You want to know something important about people?
They lie. They lie a lot. Lying is the second thing
you learn, even before you learn to speak:
you can lie with your hands, your voice, your eyes, your body,
anything at all, which is important, it’s a survival strategy,
but my parents never told me that, all they told me was
that I should tell the truth, and I try but I can’t always
because I am human, and humans lie. I tell two lies
almost every day: No, I didn’t know that, and Yes,
I’m fine, when really I knew that all along, and no,
I’m not fine – but thanks for asking.

Humans also believe. They believe a lot. This is why
I can believe things that don’t really make any sense,
things like But I need you! or You’re the most important
person in my life! or You look great in those pants!

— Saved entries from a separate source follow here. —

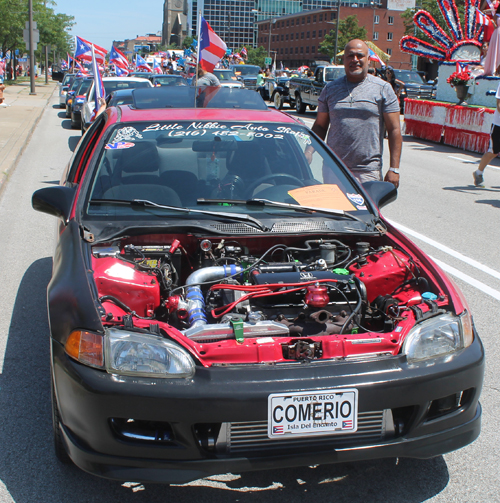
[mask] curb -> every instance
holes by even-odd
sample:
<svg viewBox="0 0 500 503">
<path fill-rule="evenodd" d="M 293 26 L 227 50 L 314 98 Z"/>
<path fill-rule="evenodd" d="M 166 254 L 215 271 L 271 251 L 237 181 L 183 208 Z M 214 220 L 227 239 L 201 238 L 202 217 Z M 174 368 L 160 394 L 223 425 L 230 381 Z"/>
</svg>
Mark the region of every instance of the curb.
<svg viewBox="0 0 500 503">
<path fill-rule="evenodd" d="M 5 190 L 5 187 L 7 186 L 7 182 L 9 181 L 10 176 L 12 173 L 15 171 L 17 167 L 17 163 L 19 162 L 19 159 L 23 155 L 24 151 L 26 150 L 26 146 L 31 140 L 31 137 L 33 135 L 33 132 L 35 131 L 35 128 L 38 126 L 38 123 L 40 122 L 40 119 L 42 118 L 43 113 L 45 112 L 47 105 L 49 101 L 52 99 L 52 96 L 54 95 L 54 91 L 57 89 L 57 86 L 54 87 L 50 95 L 47 97 L 47 100 L 45 102 L 45 105 L 43 107 L 39 108 L 39 113 L 37 116 L 32 119 L 31 126 L 29 129 L 26 131 L 23 131 L 23 133 L 17 138 L 16 144 L 21 142 L 21 146 L 18 149 L 17 153 L 15 153 L 14 158 L 10 163 L 7 165 L 5 169 L 3 169 L 0 172 L 0 198 L 2 197 L 3 191 Z"/>
</svg>

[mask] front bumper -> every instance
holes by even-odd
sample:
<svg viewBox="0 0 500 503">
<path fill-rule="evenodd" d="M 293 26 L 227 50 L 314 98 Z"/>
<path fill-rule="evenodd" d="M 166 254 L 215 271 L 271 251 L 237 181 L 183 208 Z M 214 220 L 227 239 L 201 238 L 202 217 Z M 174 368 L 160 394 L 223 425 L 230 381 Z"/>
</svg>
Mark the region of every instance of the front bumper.
<svg viewBox="0 0 500 503">
<path fill-rule="evenodd" d="M 477 337 L 467 350 L 433 365 L 412 367 L 404 357 L 392 357 L 212 367 L 198 368 L 190 380 L 112 376 L 74 362 L 55 341 L 52 356 L 61 430 L 71 459 L 89 473 L 120 481 L 184 483 L 228 471 L 429 458 L 459 449 L 480 433 L 484 351 Z M 369 440 L 332 435 L 299 443 L 264 442 L 243 451 L 217 447 L 217 432 L 210 434 L 221 423 L 265 422 L 271 393 L 352 387 L 359 391 L 360 414 L 391 411 L 392 432 Z M 464 399 L 457 407 L 435 414 L 440 399 L 461 392 Z M 136 424 L 132 419 L 159 433 L 146 439 L 116 428 L 116 420 L 126 428 Z"/>
</svg>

I believe
those things because I need to, even though there is
doubt in my heart and it gets stronger and thicker
every day and I have to try hard to keep it from cracking
my sternum in two, like concrete.

One night I had to share a bed with my friend, and since
it was a twin bed – and neither of us are exactly small people –
we had to squish, and right before I turned out the light I
turned to him and said Is it okay if I put my head on your chest,
and he said Of course it is, and I just looked at him because
in my mind my head is something no human being
would ever want anywhere near their heart, and I said Are you sure,
and he said I don’t tell the truth about a lot of things
but I’m telling the truth about this.

When I was thirteen I sat in the back seat of my mother’s
minivan and told her about this boy I had a crush on, I told her that
I loved him, and she said You’re thirteen, you don’t know
anything about love, and I wish I could tell her she was
wrong, that I knew everything about love when I was thirteen
that I do at twenty-one. I think that if the world could love
like thirteen-year-olds we’d all be better off. We’d worry less
about truth and lies and more about jasmine and poetry
and the way someone’s face feels pushed into your hair,
the feeling of your arm on their chest, the hollowness of their
bones under your skin, and that’s what my survival is,
that liminal space, that darkness beyond truth and beyond
words, that’s the first thing you learn, even before you learn
how to lie. The first thing you learn is love.